Over three years IBT, which invests more in unquoted and smaller biotech companies than some of its rivals, has returned nearly 120% to shareholders, ranking it second out of six funds in its sector, having achieved slightly more than double the gain in its Nasdaq benchmark.


Trump trumped


So is the decision to pay a dividend the reason why IBT has rerated? It’s certainly a factor but so is the realisation by investors that the political winds that have buffeted the sector in the past two years are passing. Before his inauguration US president Donald Trump accused drugs companies of ‘getting away with murder’ over the pricing of their treatments but has gone on to recently issue an executive order that many believe could have been drafted by one of big pharma’s lobbyists.

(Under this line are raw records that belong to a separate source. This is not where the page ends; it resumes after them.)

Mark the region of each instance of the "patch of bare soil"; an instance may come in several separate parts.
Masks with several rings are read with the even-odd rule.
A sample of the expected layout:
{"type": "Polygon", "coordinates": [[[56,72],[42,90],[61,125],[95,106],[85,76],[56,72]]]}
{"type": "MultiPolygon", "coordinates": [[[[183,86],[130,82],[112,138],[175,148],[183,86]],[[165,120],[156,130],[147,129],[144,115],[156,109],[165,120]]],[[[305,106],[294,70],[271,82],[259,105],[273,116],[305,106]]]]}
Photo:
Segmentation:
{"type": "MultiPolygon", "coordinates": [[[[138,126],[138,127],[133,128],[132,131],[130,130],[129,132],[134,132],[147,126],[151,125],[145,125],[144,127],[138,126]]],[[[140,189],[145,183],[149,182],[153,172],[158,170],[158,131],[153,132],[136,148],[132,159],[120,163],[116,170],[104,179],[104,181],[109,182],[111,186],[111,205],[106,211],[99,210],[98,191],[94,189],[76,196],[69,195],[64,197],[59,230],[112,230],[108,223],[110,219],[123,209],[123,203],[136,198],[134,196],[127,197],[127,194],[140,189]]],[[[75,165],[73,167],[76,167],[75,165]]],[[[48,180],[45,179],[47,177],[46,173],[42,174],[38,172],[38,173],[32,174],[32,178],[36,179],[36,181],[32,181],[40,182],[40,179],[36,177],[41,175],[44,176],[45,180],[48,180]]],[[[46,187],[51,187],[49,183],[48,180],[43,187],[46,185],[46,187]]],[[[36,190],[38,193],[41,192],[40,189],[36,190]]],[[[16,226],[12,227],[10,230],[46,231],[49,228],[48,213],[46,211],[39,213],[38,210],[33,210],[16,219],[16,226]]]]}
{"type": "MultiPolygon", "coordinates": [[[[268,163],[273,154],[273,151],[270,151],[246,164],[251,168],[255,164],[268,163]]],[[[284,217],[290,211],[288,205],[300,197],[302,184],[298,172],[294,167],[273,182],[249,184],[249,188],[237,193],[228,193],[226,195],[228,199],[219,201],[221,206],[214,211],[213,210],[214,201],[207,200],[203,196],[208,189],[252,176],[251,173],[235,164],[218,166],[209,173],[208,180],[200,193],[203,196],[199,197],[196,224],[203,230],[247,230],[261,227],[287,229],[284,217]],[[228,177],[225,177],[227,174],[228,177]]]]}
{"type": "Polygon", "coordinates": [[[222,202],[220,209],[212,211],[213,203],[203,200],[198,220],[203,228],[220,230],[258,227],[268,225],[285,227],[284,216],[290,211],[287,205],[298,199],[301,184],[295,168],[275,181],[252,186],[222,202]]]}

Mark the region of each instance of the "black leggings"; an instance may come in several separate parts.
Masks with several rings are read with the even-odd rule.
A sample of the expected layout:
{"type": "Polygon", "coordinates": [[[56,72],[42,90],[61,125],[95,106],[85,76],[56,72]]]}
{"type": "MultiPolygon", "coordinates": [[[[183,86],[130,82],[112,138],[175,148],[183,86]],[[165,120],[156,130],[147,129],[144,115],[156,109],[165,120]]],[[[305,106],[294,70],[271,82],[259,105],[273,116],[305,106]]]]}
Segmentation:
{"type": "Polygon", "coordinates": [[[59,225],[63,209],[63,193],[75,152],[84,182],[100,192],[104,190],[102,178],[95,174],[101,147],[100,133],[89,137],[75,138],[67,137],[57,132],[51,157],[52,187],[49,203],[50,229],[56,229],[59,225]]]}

Of course the downside of a politically immobile Trump may be no tax cuts and therefore no repatriation of the piles of corporate cash that have been stashed offshore. That could have triggered a fresh wave of consolidation in a drugs industry that has thrived on mergers and acquisition in the past.


Nevertheless, the disappearance of politics from healthcare is a huge positive if, as Janson believes, it refocuses investors on the long-term fundamental attractions of the sector. Biotech companies have become increasingly innovative in producing new drugs for the rapidly ageing populations in many countries around the world, he says. Until recently, that growth could be bought cheaply as big biotech companies in particular traded below the US stock market.


With the Trump effect waning, all biotech trusts have seen their shares trade much closer to NAV, with the exception of Syncona (SYNC), which has spiked to a 26% premium since its emergence from the Battle Against Cancer trust at the end of last year.


Income vs growth


Besides, dividends are becoming more common in biotech trusts. BB Biotech has paid out capital for many years and its London-listed stable mate BB Healthcare (BBH) also launched last year with a semi-annual distribution policy.


But it’s not one-way traffic. Polar Capital Global Healthcare (PCGH) has also seen its share price move close to par after shifting from its previous income approach to a growth-based strategy.


Perhaps it’s not dividends but a clear investment proposition and decent prospects that investors appreciate.